With summer approaching, GEICO has tips for safely sharing the road with pedestrians and cyclists

WASHINGTON, D.C., June 25, 2015 – Driving would certainly be easier if you were the only car on the road, but this is hardly the case. Each day, drivers need to remain alert for large trucks, buses and especially cyclists and pedestrians now that the summer months have arrived.

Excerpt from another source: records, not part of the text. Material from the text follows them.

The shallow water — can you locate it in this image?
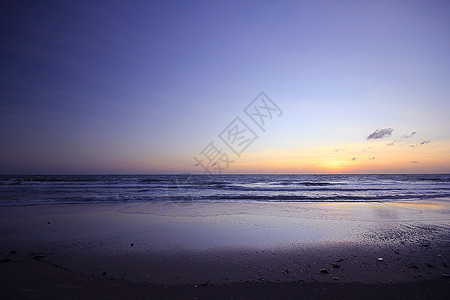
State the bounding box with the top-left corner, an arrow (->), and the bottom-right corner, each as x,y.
0,174 -> 450,206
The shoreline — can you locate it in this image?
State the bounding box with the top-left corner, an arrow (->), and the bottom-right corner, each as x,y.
0,199 -> 450,298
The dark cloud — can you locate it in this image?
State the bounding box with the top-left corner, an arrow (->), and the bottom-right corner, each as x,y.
367,128 -> 394,140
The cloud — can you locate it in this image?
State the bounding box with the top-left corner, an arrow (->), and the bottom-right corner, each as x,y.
402,131 -> 417,139
367,128 -> 394,140
386,140 -> 400,146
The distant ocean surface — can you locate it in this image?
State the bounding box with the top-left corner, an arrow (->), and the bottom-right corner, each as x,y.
0,174 -> 450,206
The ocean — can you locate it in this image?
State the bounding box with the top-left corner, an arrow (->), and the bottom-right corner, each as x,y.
0,174 -> 450,206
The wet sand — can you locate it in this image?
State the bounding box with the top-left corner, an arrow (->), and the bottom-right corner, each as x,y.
0,199 -> 450,299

GEICO has a few reminders about sharing the road to keep everyone safe, whether you're in a passenger vehicle, on a bike or traveling afoot.

Watch for pedestrians*

  • In areas with heavy foot traffic, always obey the speed limits. It will give you more time to react if someone runs out in the street from in between two cars.
  • Always yield to pedestrians who have entered a crosswalk or who have a walk symbol; whether you are turning or proceeding straight in your car. Even if the walk symbol has expired, cars still must yield to any stragglers attempting to cross.

Stay alert for cyclists*

  • When traveling on roadways, bicycles must follow the same traffic laws as passenger vehicles such as riding with the flow of traffic and obeying all signals.
  • A car should leave at least three feet of space between a bike when passing. Only pass the bike if the road is clear of any oncoming traffic in the opposite lane.
  • When parallel parked on a street, check your mirrors before opening the car door. You could seriously injure a cyclist if you throw your door open right into the bike's path.
  • Don't tailgate a bike. Bikes only weigh a fraction of the amount of a car, and can stop much quicker, requiring a safe following distance to be maintained.

In addition to considering these tips for sharing the road, motorists should always remain focused on driving and not become distracted by smartphones or other items, which could lead to easily missing a bike or someone crossing the street.

*Sources: NHTSA, Metropolitan Police Department

GEICO (Government Employees Insurance Company), the second-largest auto insurer in the U.S., was founded in 1936 and insures more than 27 million vehicles.